What happens if we only observe variables with measurement errors?
How can we correct the resulting biases if measurement error variances
or distribution are known?
What can we do if we only have repeated samples, a validation sample,
or instruments?

a simple example variance and correlation with known measurement error
variance to get a taste for what's going on:

small Monte Carlo

true variables are bivariate normal with unit variance and 0.5 correlation
measurement error variance = 0.2 and 0.4 for the two variables
we only observe the variables with measurement errors

reliability: true over observed variance is around (0.8, 0.7)
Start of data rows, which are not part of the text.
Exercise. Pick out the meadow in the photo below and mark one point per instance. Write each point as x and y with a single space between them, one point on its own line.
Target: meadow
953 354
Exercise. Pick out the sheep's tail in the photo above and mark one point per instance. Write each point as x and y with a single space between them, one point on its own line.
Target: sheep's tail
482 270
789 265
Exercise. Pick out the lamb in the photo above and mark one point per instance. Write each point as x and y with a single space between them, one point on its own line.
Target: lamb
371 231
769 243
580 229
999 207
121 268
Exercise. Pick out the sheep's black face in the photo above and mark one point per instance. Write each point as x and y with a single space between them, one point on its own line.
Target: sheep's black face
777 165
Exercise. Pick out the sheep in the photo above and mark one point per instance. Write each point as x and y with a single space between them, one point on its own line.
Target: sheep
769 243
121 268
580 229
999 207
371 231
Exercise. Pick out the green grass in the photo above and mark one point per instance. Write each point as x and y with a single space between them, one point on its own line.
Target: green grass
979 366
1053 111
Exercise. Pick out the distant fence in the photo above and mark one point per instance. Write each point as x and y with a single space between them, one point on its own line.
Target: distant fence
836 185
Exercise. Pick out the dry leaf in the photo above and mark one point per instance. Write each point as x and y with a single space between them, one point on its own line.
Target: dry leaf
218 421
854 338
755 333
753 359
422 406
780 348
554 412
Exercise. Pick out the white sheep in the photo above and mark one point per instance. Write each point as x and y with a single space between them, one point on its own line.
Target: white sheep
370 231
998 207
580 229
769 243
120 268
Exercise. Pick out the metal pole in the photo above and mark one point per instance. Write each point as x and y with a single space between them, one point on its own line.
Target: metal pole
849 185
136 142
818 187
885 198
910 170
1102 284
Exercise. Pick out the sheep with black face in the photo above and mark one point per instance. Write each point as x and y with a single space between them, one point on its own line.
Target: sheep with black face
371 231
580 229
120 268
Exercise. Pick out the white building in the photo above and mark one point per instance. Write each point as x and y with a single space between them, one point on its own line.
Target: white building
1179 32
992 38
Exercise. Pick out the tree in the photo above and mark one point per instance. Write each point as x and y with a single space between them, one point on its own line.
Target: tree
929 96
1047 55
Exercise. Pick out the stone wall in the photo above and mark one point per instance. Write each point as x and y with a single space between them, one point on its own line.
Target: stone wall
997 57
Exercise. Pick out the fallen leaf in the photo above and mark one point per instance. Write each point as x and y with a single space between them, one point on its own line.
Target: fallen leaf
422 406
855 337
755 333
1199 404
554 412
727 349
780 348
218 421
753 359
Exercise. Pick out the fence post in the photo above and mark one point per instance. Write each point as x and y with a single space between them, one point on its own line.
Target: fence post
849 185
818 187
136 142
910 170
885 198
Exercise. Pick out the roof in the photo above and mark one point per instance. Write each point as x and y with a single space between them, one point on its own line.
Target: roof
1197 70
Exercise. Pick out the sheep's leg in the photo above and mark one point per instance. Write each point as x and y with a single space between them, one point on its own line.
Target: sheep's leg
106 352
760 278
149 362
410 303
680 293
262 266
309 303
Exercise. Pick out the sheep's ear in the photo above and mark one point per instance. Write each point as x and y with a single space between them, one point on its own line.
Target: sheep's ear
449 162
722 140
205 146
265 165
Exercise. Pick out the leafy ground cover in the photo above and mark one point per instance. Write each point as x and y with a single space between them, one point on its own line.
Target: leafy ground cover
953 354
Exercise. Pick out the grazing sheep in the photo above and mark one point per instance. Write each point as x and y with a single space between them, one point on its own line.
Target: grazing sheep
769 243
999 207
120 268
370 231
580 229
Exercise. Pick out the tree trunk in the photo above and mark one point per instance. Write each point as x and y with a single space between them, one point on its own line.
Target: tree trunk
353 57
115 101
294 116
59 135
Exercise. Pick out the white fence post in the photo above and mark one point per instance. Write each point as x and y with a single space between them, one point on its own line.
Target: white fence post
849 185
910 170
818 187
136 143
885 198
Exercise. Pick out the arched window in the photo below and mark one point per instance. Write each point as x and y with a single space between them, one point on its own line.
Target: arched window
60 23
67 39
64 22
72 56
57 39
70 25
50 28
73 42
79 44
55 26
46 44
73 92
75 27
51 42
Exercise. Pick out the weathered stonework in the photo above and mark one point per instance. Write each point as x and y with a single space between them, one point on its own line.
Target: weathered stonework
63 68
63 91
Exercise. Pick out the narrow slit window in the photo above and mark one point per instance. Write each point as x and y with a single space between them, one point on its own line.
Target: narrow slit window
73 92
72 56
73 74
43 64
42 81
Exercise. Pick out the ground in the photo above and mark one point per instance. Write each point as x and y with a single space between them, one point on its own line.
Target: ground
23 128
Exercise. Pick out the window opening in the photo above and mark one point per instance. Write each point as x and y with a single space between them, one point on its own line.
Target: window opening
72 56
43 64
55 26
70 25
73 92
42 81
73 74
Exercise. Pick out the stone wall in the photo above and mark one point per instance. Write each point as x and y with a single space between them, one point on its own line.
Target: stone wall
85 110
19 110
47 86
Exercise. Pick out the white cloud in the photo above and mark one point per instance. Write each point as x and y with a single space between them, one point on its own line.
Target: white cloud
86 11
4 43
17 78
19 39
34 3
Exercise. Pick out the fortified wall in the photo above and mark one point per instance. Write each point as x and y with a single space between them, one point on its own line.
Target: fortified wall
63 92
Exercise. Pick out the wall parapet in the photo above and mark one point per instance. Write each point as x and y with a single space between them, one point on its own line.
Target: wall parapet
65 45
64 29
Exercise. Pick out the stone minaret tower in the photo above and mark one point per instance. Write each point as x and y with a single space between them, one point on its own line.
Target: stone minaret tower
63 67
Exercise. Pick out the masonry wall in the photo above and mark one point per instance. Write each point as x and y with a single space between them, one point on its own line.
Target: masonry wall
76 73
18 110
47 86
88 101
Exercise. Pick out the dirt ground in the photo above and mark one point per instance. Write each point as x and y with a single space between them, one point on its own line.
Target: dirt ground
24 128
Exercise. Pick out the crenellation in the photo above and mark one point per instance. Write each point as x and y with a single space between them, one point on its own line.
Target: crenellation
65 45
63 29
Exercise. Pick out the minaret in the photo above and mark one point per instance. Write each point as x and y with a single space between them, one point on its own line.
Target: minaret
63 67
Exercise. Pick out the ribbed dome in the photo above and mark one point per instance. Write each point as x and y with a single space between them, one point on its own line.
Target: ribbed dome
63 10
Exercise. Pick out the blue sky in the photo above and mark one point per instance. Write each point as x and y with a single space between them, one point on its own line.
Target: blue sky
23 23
measurement error heteroscedasticity:
first 30% observations have half the measurement error of the remaining 70 %
sample size nobs = 100


>>> print(sig)
[[ 1. 0.5]
[ 0.5 1. ]]
>>> tau
array([ 0.2, 0.4])
>>> rel
array([ 0.83333333, 0.71428571])



items in MC results
variance 1, covariance 1,2, variance 2 and correlation coefficients
mean estimates from 1000 Monte Carlo random normal replications

true is [1, 0.5, 1, 0.5]

raw variances and correlations are biased,
variance estimate is too large, correlations is too small

cov, corr data
[ 1.19862791 0.49077207 1.38944785 0.37886929]

three correction methods based on method of moments:

cov, corr simple
[ 0.99862791 0.49077207 0.98944785 0.49468383]
cov, corr weighted1
[ 0.97962066 0.49032111 0.91916492 0.51638522]
cov, corr weighted2
[ 0.99788211 0.49032111 0.9894017 0.49460425]


methods:
simple is a one liner
the weighted methods are trying to increase efficiency by using
weighted instead of simple unweighted moment estimates (details are
"home made").
All of those look much better than using raw covariances and correlations.

The same will happen in a linear regression setting with biased
coefficient estimates when using OLS.
---

in case anyone is interested
https://github.com/statsmodels/statsmodels/issues/3187
are my comments about one week of trying to figure out what
measurement errors in statistics are all about.

I just learned enough to have a rough overview and so that I'm able to
review PRs that you could submit now :)

(personally:
Some corrected versions of OLS based on method of moments look
relatively easy, and I might start when I'm bored for a day or three.
I doubt that I will start with implementing measurement error
corrections for GLM and similar until we have the related IV versions
for endogeneity.)


I have no idea what R has to offer. But if anyone has suggestions what
methods or replication of other packages to put on the wish or todo
list, then any additional information to get a structure and
priorities into this would be useful.